Sodium Chloride Injection, USP, 0.9% is a sterile, nonpyrogenic solution.  Each mL contains: Sodium chloride 9 mg; Water for Injection, q.s.  Sodium Chloride Injection, USP, 0.9% contains no preservative or added buffer.  The osmolarity is 300 mOsmol per liter.

Hydrochloric acid and/or sodium hydroxide may have been added for pH adjustment (4.5-7.0).

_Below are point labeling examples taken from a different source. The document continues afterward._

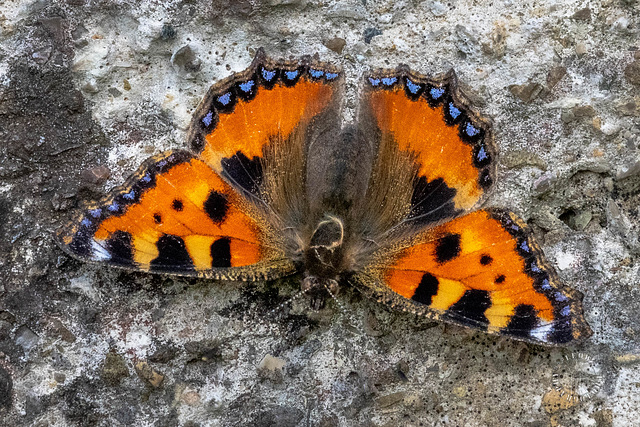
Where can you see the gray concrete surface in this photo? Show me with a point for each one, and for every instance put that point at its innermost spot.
(89, 89)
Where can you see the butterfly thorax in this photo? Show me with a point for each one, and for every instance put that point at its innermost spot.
(324, 256)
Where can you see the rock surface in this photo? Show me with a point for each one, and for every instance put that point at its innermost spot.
(88, 90)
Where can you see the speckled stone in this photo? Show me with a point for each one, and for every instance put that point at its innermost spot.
(571, 119)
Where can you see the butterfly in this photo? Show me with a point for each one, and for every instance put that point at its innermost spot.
(275, 184)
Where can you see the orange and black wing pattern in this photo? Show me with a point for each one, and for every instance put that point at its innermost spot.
(482, 270)
(255, 127)
(176, 215)
(214, 212)
(434, 152)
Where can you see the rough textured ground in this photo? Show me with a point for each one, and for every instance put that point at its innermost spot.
(88, 89)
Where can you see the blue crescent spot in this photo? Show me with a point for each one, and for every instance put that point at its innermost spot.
(436, 92)
(268, 75)
(472, 130)
(388, 81)
(225, 99)
(246, 86)
(482, 155)
(413, 88)
(546, 285)
(455, 112)
(316, 74)
(291, 74)
(208, 118)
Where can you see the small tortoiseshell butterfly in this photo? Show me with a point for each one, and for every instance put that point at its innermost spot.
(275, 184)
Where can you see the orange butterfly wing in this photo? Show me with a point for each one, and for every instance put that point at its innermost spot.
(484, 270)
(217, 212)
(434, 153)
(480, 270)
(175, 215)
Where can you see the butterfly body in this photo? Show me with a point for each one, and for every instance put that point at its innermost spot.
(275, 184)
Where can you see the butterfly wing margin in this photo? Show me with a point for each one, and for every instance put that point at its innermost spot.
(175, 215)
(483, 270)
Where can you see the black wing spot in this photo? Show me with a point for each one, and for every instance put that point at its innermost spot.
(486, 259)
(523, 321)
(221, 253)
(216, 206)
(172, 255)
(427, 288)
(471, 307)
(120, 248)
(448, 248)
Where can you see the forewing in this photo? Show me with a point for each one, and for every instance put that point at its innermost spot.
(482, 270)
(435, 155)
(255, 129)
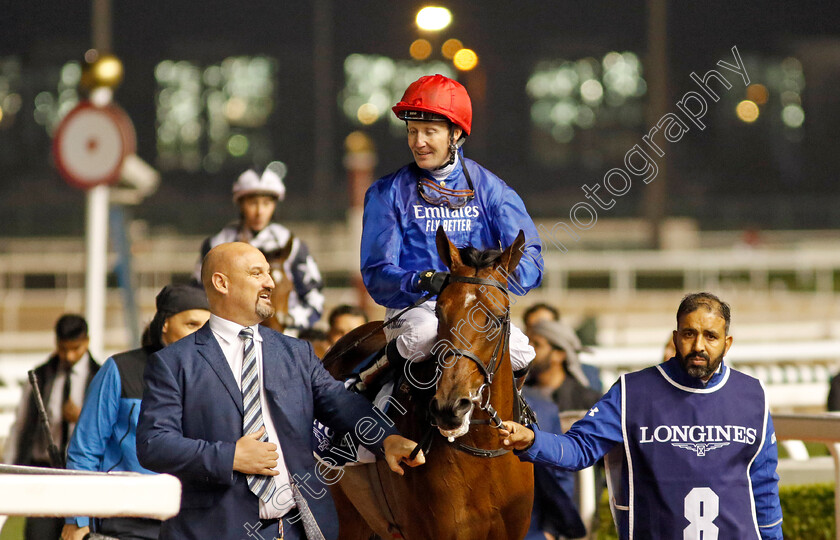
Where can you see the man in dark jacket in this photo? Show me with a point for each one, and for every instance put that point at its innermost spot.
(62, 381)
(105, 438)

Sodium chloride occurs as colorless cubic crystals or white crystalline powder and has a saline taste.  Sodium chloride is freely soluble in water.  It is soluble in glycerin and slightly soluble in alcohol.

The empirical formula for sodium chloride is NaCl, and the molecular weight is 58.44.


Sodium chloride comprises over 90% of the inorganic constituents of the blood serum.  Both its ions are physiologically important.  Sodium, more than any other ion, determines the osmotic pressure of interstitial fluids and the degree of hydration of tissues.  When the intake of the chloride ion is less than is excreted, there is a relative increase in the blood bicarbonate level, producing the condition known as alkalosis.  Other symptoms of sodium chloride deficiency are nausea and vomiting and increased irritability of muscles, evidenced by cramps and possibly convulsions.  It is well known that excessive sweating will cause ‘‘heatcramps,’’ i.e., muscle cramps in the abdomen and extremities, which can be completely relieved only by ingestion of a weak salt solution.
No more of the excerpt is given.